GHM — Graham Corporation
NYSE
Q3 2026 Earnings Call Summary
February 6, 2026
Graham Corporation (GHM) Q3 Fiscal Year 2026 Earnings Call Summary
1. Key Financial Results and Metrics
- Revenue: Increased by 21% year-over-year to $56.7 million.
- Adjusted EBITDA: Rose 50% to $6 million, with an adjusted EBITDA margin of 10.7%.
- Gross Profit: Increased 15% to $13.5 million, with a gross margin of 23.8%, reflecting a 100 basis point decline due to a higher level of lower-margin material receipts.
- Net Income: Reported at $0.25 per diluted share; adjusted net income was $0.31 per diluted share.
- Bookings: Totaled $71.7 million, resulting in a book-to-bill ratio of 1.3x and a record backlog of $515.6 million, up 34% year-over-year.
- Cash Position: Ended the quarter with $22.3 million in cash and generated $4.8 million in operating cash flow.
2. Strategic Updates and Business Highlights
- Acquisitions: Completed the acquisition of Xdot Bearing Technologies and FlackTek, enhancing Graham's capabilities in high-speed rotating machinery and advanced mixing technologies, respectively.
- Defense Sector: Strong performance driven by project milestones and growth in defense-related sales, which now constitute approximately 85% of the backlog.

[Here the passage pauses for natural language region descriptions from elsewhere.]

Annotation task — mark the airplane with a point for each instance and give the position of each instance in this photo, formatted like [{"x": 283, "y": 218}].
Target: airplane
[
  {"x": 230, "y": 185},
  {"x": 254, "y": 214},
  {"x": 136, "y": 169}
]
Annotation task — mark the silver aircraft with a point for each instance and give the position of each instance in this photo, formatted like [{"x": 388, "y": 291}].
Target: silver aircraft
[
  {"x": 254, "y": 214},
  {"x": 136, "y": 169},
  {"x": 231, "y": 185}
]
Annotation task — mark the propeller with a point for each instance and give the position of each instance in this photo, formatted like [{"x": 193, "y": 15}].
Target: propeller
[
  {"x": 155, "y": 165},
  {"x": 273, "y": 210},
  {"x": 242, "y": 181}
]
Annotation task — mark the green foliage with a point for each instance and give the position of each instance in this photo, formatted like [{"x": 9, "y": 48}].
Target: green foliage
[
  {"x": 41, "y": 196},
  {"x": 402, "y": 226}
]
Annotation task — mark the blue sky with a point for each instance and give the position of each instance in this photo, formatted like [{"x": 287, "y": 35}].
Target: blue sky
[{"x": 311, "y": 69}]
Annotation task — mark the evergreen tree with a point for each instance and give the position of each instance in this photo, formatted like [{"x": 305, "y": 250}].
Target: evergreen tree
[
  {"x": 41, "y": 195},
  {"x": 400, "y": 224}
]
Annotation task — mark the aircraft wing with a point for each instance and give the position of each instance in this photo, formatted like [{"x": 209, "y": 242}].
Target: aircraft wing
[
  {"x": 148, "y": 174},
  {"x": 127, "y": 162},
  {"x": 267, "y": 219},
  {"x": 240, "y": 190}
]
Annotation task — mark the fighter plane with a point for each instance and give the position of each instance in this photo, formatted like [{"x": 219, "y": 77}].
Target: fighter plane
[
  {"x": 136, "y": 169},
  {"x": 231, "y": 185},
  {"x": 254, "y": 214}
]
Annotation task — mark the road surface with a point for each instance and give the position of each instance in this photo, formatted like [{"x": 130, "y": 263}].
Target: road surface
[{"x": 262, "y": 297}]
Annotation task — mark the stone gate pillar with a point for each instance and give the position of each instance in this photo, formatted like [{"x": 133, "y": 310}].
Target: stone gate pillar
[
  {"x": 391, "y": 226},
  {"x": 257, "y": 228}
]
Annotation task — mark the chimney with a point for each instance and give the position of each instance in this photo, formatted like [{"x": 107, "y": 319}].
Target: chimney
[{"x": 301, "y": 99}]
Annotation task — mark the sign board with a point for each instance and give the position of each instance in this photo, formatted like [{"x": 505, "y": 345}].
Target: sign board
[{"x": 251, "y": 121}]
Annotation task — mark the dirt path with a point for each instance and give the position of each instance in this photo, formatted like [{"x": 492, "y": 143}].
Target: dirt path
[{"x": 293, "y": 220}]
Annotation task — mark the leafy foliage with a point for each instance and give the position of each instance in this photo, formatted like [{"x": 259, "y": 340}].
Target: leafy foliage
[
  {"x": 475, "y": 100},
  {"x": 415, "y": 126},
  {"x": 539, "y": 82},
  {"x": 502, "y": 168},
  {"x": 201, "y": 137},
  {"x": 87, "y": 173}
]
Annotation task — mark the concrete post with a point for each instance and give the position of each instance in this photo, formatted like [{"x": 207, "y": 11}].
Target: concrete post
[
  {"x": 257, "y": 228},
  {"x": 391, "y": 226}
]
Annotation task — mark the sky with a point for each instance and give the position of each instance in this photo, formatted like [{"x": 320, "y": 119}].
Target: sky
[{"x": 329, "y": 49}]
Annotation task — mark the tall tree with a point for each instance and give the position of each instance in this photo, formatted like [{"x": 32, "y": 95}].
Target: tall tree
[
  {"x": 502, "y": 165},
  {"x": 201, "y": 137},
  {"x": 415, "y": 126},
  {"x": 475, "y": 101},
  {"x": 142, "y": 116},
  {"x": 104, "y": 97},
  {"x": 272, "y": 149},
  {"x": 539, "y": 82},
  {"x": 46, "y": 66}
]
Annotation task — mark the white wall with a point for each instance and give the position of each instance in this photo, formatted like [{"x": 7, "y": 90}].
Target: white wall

- Facility Investments: Completed significant expansions, including a new Navy manufacturing facility and renovations to the Arvada, Colorado assembly and test facility.
- Organic Growth Initiatives: Continued investments in automation and AI tools to enhance operational efficiency and customer service.
3. Forward Guidance and Outlook
- Fiscal 2026 Guidance: Increased revenue guidance to $233 million to $239 million and adjusted EBITDA guidance to $24 million to $28 million, reflecting expected increases of 12% and 16%, respectively.
- Long-Term Growth Target: Aiming for 8% to 10% organic revenue growth and low to mid-teen adjusted EBITDA margins by fiscal 2027.
4. Bad News, Challenges, or Points of Concern
- Gross Margin Pressure: Experienced a decline in gross margin due to a higher mix of lower-margin material receipts and the absence of prior year grants.
- Market Conditions: Noted some slowing in large CapEx purchases in the energy sector due to lower oil prices and macroeconomic uncertainties.
- Tariff Impact: Estimated tariff impacts of $1 million to $1.5 million for the full year, with ongoing sourcing challenges.
5. Notable Q&A Insights
- Defense Demand: Management expressed confidence in defense sector growth, citing ongoing investments and capacity expansions to meet increasing demand.
- M&A Strategy: Future acquisitions will focus on enhancing existing platforms rather than diversifying into new areas immediately, with potential for future expansions based on existing business units.
- Material Receipts: Management clarified that material receipts are tied to existing orders and expect normalization in future quarters.
- Testing Facilities: The new testing facilities are currently focused on fulfilling existing contracts, with healthy pipeline activity for future opportunities.
Overall, Graham Corporation reported strong financial results and strategic advancements, particularly in the defense sector, while navigating challenges related to market conditions and gross margin pressures. The company remains optimistic about future growth driven by its acquisitions and ongoing investments in operational capabilities.